Going by the rain gods, it looks as if 2004-05 will be a difficult year. The Met Department’s figures for 1 June to 21 July 2004 show that 19 of the 36 meteorological zones of have had ‘deficient’ rainfall. Statistically, it means that precipitation in these regions has been anything between 20 per cent to 59 per cent less than the normal for the time of the year.

 

One might argue that it is still not as bad as the drought of 2002-03 when, by late July, 22 zones suffered from deficient or ‘scanty’ rain (which is 60 per cent to 99 per cent less rain than normal). Nevertheless, it is serious enough. As it stands today, this year seems to be witnessing the second worst monsoon in the last six. Certainly, the first half of the season has been a disaster.

 

Almost all major agricultural, vegetable and fruit producing regions have been badly hit. Western UP has had 43 per cent less rain than normal; Haryana 50 per cent less; Punjab 40 per cent; Himachal Pradesh has a shortfall of 50 per cent; the oilseed zone of Western Madhya Pradesh is down by 47 per cent; and Gujarat has had 42 per cent less rain than usual. Rainfall in Rajasthan has fallen short by 50 per cent, and we could well be seeing yet another severe drought in the state — its second in three years. Another desperately poor area, Eastern Madhya Pradesh, has had 19 per cent less rain. There are also strong chances of drought in most parts of Maharashtra, Telengana, Karnataka, Saurashtra, Kutch and districts of Kerala.

 

Moreover, certain regions have been inundated by excess rain. Bihar, for instance, has been ravaged by floods. While Laloo Prasad Yadav has exhorted us to wait till the floods recede and then see how the new silt increases agricultural output, the fact is that parts of Bihar and Assam have been badly affected.

 

Although it is too early to make a definite call, I would guess that agricultural output in 2004-05 will be 2 per cent less than what it was in 2003-04. I hope that I’m wrong on this. But if it comes to pass, agriculture’s contribution to GDP growth will be negative — somewhere around -0.5 per cent points. In such a scenario, industrial sector growth will not be much more than 6.5 per cent, and its input to GDP growth will be 1.75 percentage points. Even if the service sector were to grow at 8 per cent — which would add 4 percentage points to GDP — we may not be looking at much more than 5.3 per cent GDP growth in 2004-05. That would be a far cry from the 8.2 per cent achieved in 2003-04.

 

That brings me to the issue of a long term failure of governance. No large continental country like India with a national income of over $540 billion is so crucially dependent upon monsoons. Our enslavement to rain might have been acceptable from independence up to the late 1960s. After all, we were an abjectly poor country when we got our freedom, and one could therefore give the central and state governments a grace period of over two decades to get the irrigation systems right.

 

Unfortunately, our record on major, medium and minor irrigation has been pathetic.
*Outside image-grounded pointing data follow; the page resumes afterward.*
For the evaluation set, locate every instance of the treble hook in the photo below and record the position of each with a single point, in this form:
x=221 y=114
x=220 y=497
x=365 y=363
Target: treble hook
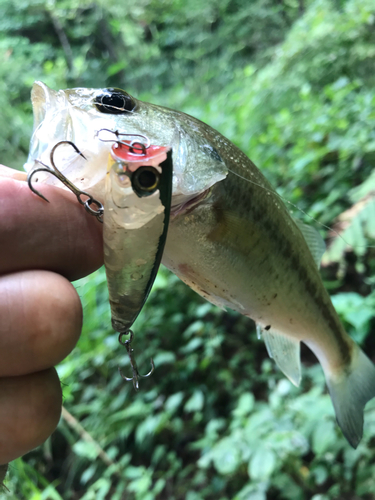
x=134 y=146
x=59 y=175
x=133 y=364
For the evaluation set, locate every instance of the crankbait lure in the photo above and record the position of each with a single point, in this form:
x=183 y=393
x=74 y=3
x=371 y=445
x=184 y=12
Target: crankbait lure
x=135 y=216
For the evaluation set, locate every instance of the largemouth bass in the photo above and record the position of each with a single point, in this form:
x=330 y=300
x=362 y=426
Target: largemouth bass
x=230 y=237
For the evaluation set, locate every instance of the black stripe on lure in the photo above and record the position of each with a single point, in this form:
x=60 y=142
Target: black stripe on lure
x=135 y=216
x=138 y=195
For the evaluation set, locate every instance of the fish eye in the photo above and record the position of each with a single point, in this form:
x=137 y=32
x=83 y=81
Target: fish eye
x=114 y=102
x=145 y=181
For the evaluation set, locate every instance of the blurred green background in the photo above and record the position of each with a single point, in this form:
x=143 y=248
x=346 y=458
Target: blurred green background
x=291 y=82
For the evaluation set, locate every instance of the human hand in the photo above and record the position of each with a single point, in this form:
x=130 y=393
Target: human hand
x=43 y=246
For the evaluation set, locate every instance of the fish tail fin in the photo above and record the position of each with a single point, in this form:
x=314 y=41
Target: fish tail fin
x=350 y=389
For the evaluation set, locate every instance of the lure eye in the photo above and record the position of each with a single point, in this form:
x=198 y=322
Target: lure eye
x=145 y=181
x=114 y=102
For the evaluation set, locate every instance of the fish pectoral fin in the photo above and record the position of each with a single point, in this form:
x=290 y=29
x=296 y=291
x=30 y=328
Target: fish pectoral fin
x=313 y=239
x=350 y=389
x=286 y=353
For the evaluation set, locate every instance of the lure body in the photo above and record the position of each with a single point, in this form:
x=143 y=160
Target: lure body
x=230 y=237
x=138 y=191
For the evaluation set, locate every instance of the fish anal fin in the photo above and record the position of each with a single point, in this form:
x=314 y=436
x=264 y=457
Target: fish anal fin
x=286 y=353
x=313 y=239
x=350 y=390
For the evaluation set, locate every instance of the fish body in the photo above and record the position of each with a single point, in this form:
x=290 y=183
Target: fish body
x=230 y=237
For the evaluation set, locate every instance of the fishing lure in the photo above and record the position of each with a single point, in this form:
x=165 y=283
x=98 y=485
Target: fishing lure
x=135 y=217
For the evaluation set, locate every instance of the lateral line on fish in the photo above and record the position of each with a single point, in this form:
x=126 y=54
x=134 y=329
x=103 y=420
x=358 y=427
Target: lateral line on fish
x=300 y=209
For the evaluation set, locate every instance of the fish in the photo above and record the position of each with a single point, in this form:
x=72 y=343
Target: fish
x=230 y=237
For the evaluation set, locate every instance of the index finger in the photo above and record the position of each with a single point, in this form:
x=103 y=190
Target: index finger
x=59 y=236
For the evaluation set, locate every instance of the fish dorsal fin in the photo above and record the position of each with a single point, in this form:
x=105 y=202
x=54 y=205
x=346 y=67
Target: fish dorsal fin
x=286 y=353
x=313 y=239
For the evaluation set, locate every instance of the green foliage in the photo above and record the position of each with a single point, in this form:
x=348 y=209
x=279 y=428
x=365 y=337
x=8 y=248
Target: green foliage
x=292 y=84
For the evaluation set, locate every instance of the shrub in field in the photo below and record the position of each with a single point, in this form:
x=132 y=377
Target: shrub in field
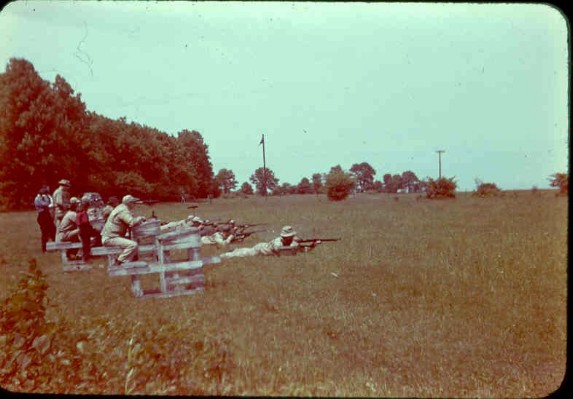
x=560 y=180
x=339 y=184
x=247 y=189
x=25 y=335
x=441 y=188
x=486 y=190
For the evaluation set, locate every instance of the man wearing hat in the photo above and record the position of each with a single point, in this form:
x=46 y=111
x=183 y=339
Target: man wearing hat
x=68 y=230
x=112 y=202
x=42 y=203
x=115 y=229
x=287 y=238
x=61 y=199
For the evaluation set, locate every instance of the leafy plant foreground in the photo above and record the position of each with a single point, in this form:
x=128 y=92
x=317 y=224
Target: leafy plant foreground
x=463 y=298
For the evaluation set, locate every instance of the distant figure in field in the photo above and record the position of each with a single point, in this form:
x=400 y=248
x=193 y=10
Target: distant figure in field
x=115 y=229
x=61 y=199
x=42 y=203
x=287 y=238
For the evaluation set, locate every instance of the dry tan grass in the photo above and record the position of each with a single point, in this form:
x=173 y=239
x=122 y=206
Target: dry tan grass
x=453 y=298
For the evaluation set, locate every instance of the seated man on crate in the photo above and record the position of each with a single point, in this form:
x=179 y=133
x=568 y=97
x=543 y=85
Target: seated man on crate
x=287 y=238
x=68 y=230
x=115 y=229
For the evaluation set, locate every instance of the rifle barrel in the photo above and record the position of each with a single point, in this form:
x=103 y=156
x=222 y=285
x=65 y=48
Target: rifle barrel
x=320 y=239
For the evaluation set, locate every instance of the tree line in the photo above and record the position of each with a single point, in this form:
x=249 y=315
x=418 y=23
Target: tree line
x=360 y=178
x=47 y=134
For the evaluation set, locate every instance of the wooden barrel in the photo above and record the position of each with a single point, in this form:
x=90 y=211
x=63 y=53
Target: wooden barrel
x=97 y=224
x=149 y=228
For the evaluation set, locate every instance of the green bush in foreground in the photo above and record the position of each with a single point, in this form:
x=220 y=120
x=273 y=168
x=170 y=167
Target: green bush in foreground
x=441 y=188
x=339 y=184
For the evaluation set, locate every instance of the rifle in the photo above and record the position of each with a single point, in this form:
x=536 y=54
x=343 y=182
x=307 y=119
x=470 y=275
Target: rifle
x=244 y=234
x=310 y=243
x=149 y=203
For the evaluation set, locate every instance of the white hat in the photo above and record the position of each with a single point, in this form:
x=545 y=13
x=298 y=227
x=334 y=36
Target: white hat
x=287 y=231
x=129 y=199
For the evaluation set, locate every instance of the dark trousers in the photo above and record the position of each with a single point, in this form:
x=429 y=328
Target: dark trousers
x=86 y=234
x=47 y=228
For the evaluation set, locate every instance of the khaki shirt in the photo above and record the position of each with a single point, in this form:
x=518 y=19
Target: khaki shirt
x=106 y=211
x=67 y=225
x=176 y=225
x=61 y=199
x=118 y=222
x=216 y=239
x=272 y=247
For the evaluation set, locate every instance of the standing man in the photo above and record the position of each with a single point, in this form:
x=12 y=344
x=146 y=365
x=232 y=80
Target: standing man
x=61 y=199
x=42 y=203
x=68 y=230
x=115 y=229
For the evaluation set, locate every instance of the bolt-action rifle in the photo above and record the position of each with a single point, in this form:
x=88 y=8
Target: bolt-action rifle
x=308 y=244
x=149 y=203
x=239 y=237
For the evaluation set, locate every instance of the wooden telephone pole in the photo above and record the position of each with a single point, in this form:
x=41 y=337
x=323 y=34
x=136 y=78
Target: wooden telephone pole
x=440 y=162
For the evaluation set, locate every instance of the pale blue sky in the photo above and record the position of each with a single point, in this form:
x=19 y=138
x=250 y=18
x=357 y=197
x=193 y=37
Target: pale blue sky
x=327 y=83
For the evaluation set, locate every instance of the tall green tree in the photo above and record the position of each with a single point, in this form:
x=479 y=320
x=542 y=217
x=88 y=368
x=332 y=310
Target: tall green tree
x=304 y=186
x=410 y=181
x=339 y=184
x=41 y=126
x=364 y=175
x=198 y=157
x=560 y=180
x=264 y=181
x=246 y=188
x=226 y=180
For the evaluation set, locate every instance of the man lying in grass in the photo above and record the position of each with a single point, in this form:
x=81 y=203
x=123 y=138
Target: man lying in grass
x=287 y=238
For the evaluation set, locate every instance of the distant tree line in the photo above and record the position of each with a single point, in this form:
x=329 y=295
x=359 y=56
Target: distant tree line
x=361 y=174
x=46 y=134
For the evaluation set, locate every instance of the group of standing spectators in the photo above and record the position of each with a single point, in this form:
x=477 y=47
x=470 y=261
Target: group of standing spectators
x=63 y=218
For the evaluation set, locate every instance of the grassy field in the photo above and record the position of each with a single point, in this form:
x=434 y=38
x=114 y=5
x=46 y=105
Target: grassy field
x=452 y=298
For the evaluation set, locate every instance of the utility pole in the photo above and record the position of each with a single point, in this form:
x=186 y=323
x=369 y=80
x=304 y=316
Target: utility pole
x=264 y=168
x=440 y=162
In 1950-51, the share of cultivated area under irrigation was 17 per cent. It took two decades for this to grow to 23 per cent in 1969-70. Between the beginning of the 1970s and now, it has grown to 40 per cent. Thus, for the country as a whole, the share of irrigated area has grown by 23 per cent points in 50 years — at an average rate that is well below half a per cent per year. Only 38 per cent of the cropped area in Gujarat is supposed to be irrigated; for Madhya Pradesh it is 27 per cent; for Karnataka 26 per cent; and in Maharashtra it is a mere 17 per cent.

 

Even these numbers are suspect. Anyone familiar with agriculture will vouch that many minor and medium irrigation canals exist only on paper. These worked at some point of time; but years of neglect and silting have rendered them quite useless. Besides, most tubewells don’t work they way they should because of the lack of electricity and a significant decrease in the water tables. However, they remain in the official statistics. A more accurate estimate of properly irrigated area would be around 33 per cent of gross sown area. So, fifty-seven years after independence, two-thirds of the cultivated area of this country still depends upon the vicissitudes of rain.

 

This sad state of affairs is entirely a function of poor governance. For decades, state governments have spent increasingly vast amounts of money on paying salaries to their bloated bureaucracies at the expense of irrigation and power — the two critical ingredients for consistently successful agriculture. Indeed, the classic conundrum of good governance is that the states which are the poorest often have the worst governance. If you don’t believe that, look at Bihar under Laloo and then Rabri Devi. Other than progressively bankrupting the state, their claim to fame is that they have made someone like Karpoori Thakur look like a great chief minister. Also, en passant, look at the governance of Uttar Pradesh under Mulayam, Mayavati, Kalyan Singh and the rest of their ilk, and you will know what I mean.

 

The political and economic ramifications are quite frightening. Some time ago, my friend Jairam Ramesh coined a term called “EOK” or “East of Kanpur”. According to Jairam, you could cut a longitude through Kanpur and safely claim that the states lying to its east were significantly worse off than those lying to its west. This is so true. On the one hand we have Maharashtra, Gujarat, Karnataka, Tamil Nadu, parts of Andhra Pradesh, Delhi, Haryana and Punjab, which are prospering and growing with every passing year. On the other, we have desperately poor states like Orissa, mineral rich but utterly backward ones like Jharkhand and Chhattisgarh, an obnoxiously governed tragedy called Bihar, the badlands of eastern Uttar Pradesh, a state like West Bengal which just can’t seem to do the structural transformations necessary for rapid growth, and the neglected swathe of the North East.

 

What we are witnessing is the emergence of two distinct Indias: one that is growing, attracting investments and promising greater hope, versus another in which the citizens cannot look forward to having a better life. With every passing year, the gap widens.

 

This can’t be a sustainable pattern of development for the nation and is a serious threat to the country’s unity and polity. One can claim all manner of “historical” reasons for such sharply differentiated performance, but the bottom line is the quality of governance. In a country which does not have the best in class  governance, the states that did somewhat better have been rewarded by higher growth; and those that needed to be governed the best weren’t governed at all. In theory, you can have good governance in poor states. But when you see  Laloo, Rabri Devi, Uma Bharati or Mulayam, you realise that praxis is different.